In Pearl's book "Causality" on page 124 (http://bayes.cs.ucla.edu/BOOK-2K/ch3-3.pdf) he says:

A set of variables $Z$ satisfies the back-door criterion relative to an ordered pair $(X_i,X_j)$ in a DAG G if:

(i) no node in $Z$ is a descendant of $X_i$; and

(ii) $Z$ blocks every path between $X_i$ and $X_j$ that contains an arrow into $X_i$

Then, he gives the example graph:

enter image description here

And he says that $Z_1=\{X_3,X_4\}$ and $Z_2=\{X_4,X_5\}$ satisfy the back-door criterion but $Z_3=\{X_4\}$ does not because it does not block $(X_i,X_3,X_1,X_4,X_2,X_5,X_j)$.

But, this does not make sense to me. The path Pearl mentions goes through $X_4$ which is in $Z_3$ so this confused me. In fact, it seems to that $Z$ satisfies the back-door criterion relative to $(X_i,X_j)$ IFF $X_4\in Z$.

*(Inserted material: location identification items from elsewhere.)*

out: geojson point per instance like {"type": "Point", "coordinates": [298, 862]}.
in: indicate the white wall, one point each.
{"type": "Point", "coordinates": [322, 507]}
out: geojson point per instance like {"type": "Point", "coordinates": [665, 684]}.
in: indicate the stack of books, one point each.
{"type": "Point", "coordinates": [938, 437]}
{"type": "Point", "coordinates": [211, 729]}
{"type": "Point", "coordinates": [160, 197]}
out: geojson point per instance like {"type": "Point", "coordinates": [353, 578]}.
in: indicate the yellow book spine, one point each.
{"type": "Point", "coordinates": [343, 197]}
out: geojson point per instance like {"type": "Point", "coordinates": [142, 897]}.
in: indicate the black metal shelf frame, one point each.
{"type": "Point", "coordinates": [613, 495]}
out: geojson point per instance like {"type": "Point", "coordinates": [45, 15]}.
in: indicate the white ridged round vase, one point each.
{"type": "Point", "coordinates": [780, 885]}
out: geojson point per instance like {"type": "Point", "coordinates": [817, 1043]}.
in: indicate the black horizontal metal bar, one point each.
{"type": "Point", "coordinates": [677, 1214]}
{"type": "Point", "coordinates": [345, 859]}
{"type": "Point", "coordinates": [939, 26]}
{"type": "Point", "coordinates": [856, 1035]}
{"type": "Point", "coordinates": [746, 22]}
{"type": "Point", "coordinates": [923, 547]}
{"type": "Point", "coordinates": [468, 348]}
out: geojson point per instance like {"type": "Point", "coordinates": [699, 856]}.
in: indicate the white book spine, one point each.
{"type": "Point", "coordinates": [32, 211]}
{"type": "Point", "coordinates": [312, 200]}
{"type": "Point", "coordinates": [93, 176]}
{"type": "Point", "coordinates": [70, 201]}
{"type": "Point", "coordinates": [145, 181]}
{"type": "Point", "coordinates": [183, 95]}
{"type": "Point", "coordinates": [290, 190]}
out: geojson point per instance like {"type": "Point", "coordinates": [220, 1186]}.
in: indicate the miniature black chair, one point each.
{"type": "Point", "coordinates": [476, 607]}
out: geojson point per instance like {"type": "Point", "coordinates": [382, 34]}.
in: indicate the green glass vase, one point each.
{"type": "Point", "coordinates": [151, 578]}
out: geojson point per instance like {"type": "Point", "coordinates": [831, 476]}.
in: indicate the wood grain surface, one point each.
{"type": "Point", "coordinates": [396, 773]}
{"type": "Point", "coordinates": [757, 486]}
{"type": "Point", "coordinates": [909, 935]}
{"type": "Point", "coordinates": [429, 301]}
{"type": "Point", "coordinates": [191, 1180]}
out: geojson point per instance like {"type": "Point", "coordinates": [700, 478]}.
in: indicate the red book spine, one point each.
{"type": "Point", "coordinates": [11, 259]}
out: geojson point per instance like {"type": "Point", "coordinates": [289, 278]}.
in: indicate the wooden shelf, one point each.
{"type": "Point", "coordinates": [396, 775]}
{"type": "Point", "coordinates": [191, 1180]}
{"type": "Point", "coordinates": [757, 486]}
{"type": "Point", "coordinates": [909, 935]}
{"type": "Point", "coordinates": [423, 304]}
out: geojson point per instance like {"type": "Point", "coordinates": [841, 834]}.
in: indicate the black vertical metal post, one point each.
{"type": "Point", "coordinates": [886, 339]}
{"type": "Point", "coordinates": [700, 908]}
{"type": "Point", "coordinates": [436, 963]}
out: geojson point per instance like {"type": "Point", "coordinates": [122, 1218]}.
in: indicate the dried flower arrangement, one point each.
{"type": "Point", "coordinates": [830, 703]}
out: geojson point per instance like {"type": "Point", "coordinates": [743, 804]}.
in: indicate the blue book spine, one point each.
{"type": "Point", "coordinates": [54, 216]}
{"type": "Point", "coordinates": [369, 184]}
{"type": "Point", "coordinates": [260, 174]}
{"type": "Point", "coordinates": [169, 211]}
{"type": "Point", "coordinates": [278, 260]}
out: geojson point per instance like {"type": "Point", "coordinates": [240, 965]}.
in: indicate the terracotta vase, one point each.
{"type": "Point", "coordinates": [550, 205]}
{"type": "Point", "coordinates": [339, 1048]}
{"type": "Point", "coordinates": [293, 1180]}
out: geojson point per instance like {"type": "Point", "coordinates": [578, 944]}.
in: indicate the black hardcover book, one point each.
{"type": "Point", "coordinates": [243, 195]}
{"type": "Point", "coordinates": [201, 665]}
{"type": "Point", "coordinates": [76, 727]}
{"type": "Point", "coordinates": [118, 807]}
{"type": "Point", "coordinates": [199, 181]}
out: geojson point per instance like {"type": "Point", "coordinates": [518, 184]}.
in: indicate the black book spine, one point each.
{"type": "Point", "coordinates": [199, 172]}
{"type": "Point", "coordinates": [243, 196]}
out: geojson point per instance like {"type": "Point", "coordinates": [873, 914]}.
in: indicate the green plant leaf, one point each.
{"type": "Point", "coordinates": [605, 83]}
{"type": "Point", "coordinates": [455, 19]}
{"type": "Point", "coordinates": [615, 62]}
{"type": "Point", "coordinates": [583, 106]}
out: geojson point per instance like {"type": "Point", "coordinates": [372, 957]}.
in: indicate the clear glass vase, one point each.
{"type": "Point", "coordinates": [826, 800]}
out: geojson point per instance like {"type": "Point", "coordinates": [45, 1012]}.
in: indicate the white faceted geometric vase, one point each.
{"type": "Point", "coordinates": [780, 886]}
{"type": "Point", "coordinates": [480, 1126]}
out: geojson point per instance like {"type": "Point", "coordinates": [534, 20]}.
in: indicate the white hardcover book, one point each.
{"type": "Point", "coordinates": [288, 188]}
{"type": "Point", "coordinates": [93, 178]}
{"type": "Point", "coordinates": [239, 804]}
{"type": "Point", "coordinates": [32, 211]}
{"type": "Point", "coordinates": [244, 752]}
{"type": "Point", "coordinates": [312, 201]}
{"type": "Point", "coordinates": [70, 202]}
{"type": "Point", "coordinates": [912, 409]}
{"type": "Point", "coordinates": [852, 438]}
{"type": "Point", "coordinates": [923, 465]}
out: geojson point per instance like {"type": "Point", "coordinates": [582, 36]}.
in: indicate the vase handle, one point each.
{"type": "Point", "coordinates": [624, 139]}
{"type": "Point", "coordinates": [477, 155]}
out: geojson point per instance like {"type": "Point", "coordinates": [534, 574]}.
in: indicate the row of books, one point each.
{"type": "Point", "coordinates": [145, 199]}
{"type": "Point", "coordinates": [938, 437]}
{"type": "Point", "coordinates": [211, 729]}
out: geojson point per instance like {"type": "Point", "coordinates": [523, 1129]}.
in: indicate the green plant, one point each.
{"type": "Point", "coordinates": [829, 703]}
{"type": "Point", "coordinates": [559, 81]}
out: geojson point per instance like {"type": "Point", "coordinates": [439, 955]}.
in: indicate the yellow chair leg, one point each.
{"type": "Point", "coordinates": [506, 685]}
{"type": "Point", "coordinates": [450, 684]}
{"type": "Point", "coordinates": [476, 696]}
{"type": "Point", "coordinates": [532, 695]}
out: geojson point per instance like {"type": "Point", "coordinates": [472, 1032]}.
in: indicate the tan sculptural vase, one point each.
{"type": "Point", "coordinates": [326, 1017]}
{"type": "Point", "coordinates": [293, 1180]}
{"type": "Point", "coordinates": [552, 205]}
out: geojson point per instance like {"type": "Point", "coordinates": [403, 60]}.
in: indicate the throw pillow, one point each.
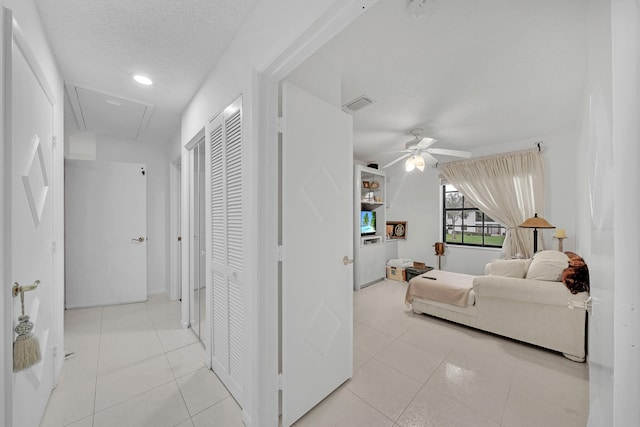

Am I totally missing something? It almost feels like I've gotten the definition totally wrong in my head.


1 Answer 1


Your assumption is that conditioning on a variable (i.e., $X_4$) blocks all paths through that variable, but that is not so. Conditioning on a variable opens a path between the antecedents of the variable. $X_1$ and $X_2$ are d-connected after conditioning on $X_4$. $X_4$ is a collider of $X_1$ and $X_2$.